The Null Device

Festival de Mots Nouveaux

The Académie Française, the guardians of the integrity of the French language, recently held a "festival of new words", a competition in which the public were invited to suggest new French words, with the Académie choosing winners; the results are in:
The winner was attachiant(e) – a combination of attachant (captivating, endearing) and the slang word chiant (bloody nuisance) to denote someone you cannot live with but cannot live without.
Someone had also come up with the verb textoter (to write SMS messages on a mobile telephone), presumably something last year's winner, a phonard – a pejorative term for someone who is glued to their mobile phone – does all the time.
Previous festivals have thrown up gems including ordinosore (ordinateur plus dinosaur, an out-of-date computer), bonjoir (bonjour plus bonsoir, a greeting to be said around midday), and photophoner (to take a photo with a mobile phone).

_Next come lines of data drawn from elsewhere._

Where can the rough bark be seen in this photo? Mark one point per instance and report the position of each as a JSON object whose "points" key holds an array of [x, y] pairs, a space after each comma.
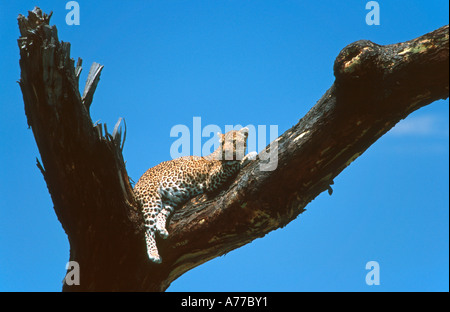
{"points": [[375, 87]]}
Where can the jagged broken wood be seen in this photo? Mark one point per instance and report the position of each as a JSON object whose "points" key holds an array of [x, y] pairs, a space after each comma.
{"points": [[375, 87]]}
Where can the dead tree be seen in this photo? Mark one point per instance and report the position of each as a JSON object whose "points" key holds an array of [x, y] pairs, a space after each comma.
{"points": [[375, 87]]}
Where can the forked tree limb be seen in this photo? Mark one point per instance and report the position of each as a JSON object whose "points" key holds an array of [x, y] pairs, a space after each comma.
{"points": [[375, 87]]}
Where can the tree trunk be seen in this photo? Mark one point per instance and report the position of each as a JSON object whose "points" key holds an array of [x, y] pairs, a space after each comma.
{"points": [[375, 87]]}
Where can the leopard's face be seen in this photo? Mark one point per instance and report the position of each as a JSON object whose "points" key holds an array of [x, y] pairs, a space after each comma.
{"points": [[233, 144]]}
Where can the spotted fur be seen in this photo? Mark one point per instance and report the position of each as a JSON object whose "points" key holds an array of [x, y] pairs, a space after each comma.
{"points": [[165, 187]]}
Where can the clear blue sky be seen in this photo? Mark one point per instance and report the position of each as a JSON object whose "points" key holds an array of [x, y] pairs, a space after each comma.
{"points": [[239, 62]]}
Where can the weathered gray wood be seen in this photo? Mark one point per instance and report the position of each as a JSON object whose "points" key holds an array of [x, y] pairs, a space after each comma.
{"points": [[91, 84], [375, 87]]}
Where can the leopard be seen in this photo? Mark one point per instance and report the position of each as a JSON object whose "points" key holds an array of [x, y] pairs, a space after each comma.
{"points": [[168, 185]]}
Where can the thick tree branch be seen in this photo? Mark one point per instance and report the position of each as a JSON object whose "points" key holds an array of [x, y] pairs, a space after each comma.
{"points": [[376, 86]]}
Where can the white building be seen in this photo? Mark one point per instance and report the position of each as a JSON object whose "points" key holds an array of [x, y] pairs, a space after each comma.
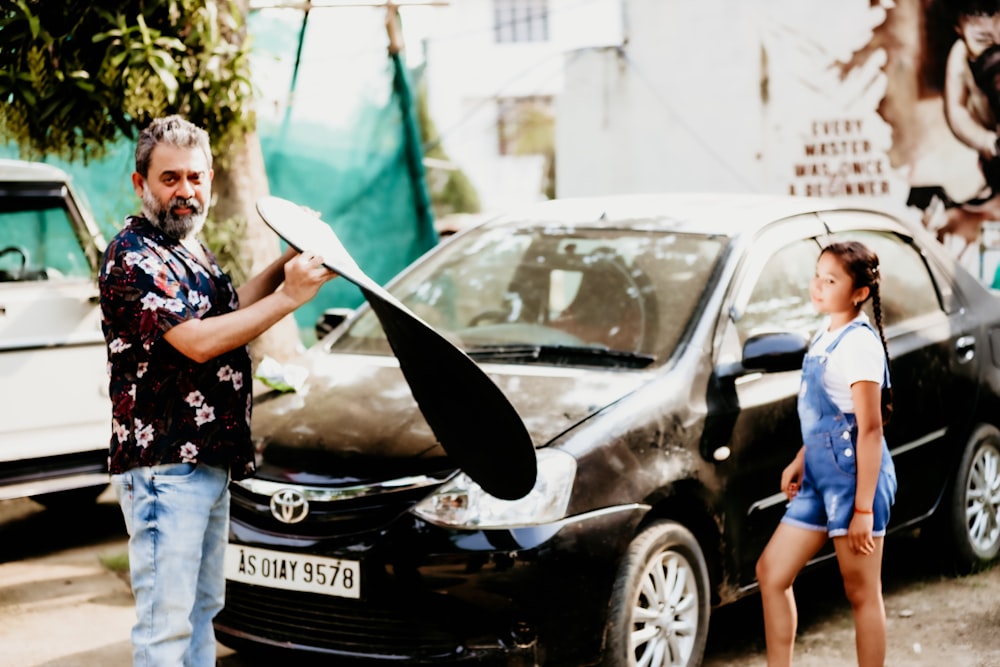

Of course, whether the winners make it into the official draft of the French language is another matter; while the Académie may unilaterally coin indigenously French neologisms, getting people to use them is another matter. (The Académie's word for electronic mail, courriel, seems to have been unsuccessful, with the anglicism "e-mail" instead gaining currency.) Chances are this contest is intended more to promote experimentation with the expressive possibilities of the French language.